Vitebsk Voivodeship (Віцебскае ваяводзтва; Województwo witebskie; Palatinatus Vitebsciensis) was a unit of administrative division and local government in the Grand Duchy of Lithuania (from 1569 Polish–Lithuanian Commonwealth) from the 15th century until the partitions of Poland in 1795.

==History==
Zygmunt Gloger in his monumental book Historical Geography of the Lands of Old Poland provides this description of the Witebsk Voivodeship:

“Witebsk (in Latin Vitebscum), located on the Dvina river, was one of main gord of the Principality of Polotsk. In the second half of the 12th century, it emerged as a local center of government. Conquered by one of the sons of Mindaugas in ca. 1239, it became a permanent part of the Grand Duchy of Lithuania since the times of Gediminas. In ca. 1342 Witebsk was already the seat of a starosta, who in the early 16th century were named voivodes. First voivode of Witebsk was Jerzy Chlebowicz (...)

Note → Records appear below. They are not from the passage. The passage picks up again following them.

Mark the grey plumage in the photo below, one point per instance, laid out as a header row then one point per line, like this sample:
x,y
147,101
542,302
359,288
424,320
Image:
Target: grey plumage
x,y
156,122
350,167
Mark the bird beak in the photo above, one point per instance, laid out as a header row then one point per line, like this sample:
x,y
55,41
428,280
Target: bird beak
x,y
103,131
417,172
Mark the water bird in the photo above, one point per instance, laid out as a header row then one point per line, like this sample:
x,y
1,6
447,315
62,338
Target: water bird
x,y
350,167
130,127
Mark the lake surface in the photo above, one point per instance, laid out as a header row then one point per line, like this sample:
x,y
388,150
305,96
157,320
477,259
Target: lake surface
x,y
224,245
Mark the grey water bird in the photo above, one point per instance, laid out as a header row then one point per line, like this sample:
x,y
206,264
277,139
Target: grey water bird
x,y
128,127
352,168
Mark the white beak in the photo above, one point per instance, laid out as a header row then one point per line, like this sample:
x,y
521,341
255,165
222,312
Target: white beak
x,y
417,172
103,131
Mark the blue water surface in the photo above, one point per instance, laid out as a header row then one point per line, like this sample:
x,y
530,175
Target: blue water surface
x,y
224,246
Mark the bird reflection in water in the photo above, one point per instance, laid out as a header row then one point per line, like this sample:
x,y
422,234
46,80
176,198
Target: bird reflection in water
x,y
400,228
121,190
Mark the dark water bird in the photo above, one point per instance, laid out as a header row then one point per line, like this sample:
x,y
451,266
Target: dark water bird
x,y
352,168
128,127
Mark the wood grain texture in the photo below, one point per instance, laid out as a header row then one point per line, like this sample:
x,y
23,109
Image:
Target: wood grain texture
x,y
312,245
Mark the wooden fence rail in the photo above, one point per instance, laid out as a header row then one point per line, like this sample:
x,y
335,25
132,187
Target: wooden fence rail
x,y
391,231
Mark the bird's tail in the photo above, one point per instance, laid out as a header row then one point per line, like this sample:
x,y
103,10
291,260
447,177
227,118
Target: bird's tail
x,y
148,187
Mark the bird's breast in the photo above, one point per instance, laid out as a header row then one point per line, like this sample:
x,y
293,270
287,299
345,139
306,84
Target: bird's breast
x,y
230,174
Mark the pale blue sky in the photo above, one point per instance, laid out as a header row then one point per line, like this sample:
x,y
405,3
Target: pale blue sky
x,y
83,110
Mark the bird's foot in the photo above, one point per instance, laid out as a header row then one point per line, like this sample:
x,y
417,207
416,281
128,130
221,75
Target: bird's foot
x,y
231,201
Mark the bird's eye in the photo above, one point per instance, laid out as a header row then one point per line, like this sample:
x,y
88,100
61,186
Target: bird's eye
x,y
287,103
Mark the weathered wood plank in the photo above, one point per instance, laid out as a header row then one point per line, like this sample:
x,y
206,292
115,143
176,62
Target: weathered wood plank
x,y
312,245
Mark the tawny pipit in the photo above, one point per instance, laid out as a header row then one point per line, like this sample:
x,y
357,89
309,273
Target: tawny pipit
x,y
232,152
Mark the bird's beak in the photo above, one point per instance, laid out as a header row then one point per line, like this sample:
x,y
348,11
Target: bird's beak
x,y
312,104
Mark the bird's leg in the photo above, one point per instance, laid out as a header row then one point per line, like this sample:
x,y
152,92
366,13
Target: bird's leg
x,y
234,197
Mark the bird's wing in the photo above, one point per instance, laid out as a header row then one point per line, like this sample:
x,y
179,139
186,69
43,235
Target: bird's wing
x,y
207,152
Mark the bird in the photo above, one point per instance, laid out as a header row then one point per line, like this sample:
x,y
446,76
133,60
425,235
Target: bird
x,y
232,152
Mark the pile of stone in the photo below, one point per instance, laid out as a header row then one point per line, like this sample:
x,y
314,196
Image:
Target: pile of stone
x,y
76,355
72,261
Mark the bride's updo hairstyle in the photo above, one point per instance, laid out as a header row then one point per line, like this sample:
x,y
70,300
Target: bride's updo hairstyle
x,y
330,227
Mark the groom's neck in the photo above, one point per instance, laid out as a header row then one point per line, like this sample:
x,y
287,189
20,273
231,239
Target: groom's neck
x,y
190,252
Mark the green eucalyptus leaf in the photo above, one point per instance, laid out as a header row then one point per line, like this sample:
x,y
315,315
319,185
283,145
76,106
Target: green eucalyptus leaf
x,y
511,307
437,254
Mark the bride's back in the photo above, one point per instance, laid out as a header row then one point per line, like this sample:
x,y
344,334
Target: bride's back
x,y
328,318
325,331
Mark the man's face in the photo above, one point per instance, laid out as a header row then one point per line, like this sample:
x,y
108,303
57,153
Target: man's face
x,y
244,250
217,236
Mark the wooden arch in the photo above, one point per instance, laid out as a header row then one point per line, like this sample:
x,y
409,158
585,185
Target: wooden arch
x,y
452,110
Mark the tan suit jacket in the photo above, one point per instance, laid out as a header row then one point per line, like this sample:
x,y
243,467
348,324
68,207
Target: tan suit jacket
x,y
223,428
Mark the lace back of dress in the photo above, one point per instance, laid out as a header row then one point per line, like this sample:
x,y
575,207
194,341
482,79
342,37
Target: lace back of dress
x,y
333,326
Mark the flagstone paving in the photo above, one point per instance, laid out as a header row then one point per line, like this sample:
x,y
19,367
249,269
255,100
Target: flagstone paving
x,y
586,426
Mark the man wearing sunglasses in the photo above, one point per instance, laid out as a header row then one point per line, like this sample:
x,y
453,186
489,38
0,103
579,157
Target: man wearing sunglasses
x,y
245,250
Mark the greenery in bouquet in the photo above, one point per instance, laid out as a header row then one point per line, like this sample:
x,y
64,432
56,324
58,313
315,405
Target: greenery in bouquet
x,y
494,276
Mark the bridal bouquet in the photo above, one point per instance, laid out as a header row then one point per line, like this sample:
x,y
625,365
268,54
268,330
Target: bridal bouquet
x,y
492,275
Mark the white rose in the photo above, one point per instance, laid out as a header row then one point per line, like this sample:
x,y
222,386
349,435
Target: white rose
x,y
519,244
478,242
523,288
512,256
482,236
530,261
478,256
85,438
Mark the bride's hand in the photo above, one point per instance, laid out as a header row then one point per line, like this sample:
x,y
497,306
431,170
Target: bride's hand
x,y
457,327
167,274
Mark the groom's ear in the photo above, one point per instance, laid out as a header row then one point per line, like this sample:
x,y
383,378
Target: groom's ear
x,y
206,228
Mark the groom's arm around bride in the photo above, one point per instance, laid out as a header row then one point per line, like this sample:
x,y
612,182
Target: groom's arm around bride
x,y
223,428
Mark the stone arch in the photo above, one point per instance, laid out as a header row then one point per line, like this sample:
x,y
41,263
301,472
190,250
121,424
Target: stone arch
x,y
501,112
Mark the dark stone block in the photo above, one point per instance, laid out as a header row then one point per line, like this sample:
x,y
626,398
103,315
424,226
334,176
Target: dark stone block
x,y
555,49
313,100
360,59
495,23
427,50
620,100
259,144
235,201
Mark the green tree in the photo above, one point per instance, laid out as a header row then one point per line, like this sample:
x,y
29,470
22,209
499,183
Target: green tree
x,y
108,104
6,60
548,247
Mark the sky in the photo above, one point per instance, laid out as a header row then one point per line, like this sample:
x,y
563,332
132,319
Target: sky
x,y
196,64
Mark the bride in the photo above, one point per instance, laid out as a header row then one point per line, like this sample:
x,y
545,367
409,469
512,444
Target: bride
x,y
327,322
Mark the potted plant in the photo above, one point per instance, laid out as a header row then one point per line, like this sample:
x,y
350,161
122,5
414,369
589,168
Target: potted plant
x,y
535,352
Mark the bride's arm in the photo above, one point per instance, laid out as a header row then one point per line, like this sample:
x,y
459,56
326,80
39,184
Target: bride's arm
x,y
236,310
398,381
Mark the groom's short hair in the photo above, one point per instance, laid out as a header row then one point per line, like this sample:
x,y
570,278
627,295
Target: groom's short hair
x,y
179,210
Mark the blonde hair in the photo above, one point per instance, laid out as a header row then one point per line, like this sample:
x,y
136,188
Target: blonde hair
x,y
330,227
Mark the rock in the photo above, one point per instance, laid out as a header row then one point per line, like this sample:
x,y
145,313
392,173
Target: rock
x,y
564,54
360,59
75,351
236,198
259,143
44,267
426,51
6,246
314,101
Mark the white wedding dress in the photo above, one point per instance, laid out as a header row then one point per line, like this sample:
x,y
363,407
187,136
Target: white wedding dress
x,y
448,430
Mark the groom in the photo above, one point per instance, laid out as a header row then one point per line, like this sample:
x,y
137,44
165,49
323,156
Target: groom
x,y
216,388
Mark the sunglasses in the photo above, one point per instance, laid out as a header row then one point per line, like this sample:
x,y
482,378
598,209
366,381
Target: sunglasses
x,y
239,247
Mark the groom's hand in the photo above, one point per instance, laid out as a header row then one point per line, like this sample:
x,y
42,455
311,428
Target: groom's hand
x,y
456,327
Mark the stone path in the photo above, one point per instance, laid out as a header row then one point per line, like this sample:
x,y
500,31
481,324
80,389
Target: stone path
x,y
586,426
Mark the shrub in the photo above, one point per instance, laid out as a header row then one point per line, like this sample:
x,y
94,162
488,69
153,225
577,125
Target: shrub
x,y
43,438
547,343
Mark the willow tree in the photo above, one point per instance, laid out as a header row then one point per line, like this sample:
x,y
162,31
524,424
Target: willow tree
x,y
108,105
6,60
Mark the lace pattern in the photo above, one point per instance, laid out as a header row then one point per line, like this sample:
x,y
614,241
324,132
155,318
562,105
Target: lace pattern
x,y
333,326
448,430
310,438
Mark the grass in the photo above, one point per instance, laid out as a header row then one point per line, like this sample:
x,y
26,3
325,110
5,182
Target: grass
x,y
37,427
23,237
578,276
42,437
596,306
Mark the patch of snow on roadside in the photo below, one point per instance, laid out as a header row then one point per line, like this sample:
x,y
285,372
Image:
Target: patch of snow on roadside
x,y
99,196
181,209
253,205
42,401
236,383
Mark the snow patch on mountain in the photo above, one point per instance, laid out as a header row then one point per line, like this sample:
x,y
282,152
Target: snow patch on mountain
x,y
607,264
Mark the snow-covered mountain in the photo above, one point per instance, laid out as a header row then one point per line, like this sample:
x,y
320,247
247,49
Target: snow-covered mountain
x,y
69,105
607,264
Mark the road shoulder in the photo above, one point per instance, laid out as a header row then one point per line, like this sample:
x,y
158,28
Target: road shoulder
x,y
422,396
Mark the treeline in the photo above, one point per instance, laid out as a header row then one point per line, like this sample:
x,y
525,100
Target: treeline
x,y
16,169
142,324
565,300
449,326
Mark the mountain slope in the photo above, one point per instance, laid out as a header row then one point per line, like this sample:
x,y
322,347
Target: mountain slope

The Dvina river divided the voivodeship into two parts, of which northern one was smaller. Since the town of Witebsk was located in the middle of a sparsely populated province, at first the voivodeship was not divided into counties. Later on, however, the County of Orsza, which had been part of Smolensk Voivodeship, was attached to Witebsk Voivodeship (...) Witebsk Voivodeship remained in the Commonwealth until September 1772, when most of it was annexed by the Russian Empire. What remained was southern part of the Land of Orsza, which belonged to the Grand Duchy of Lithuania until 1793 (...)

Starostas resided at Witebsk and Orsza, while local sejmiks took place in both towns. Altogether, Witebsk Voivodeship elected four deputies to the Sejm - two from each county. After the first partition, the sejmiks were moved to the town of Cholopienicze, located in Minsk Voivodeship”.

==Administration==
Voivodeship Governor (Wojewoda) seat:
- Vitebsk

Voivodes: Samuel Sanguszko (1629- XI 1638), Paweł Jan Sapieha (15 VIII 1646-)

Administrative division:
- since the Truce of Andrusovo (1667), Vitebsk Voivodeship consisted of two counties (powiats): Witebsk and Orsza. The first was lost to the Russian Empire in 1772, and only a little part of the second belonged to the Commonwealth until 1793.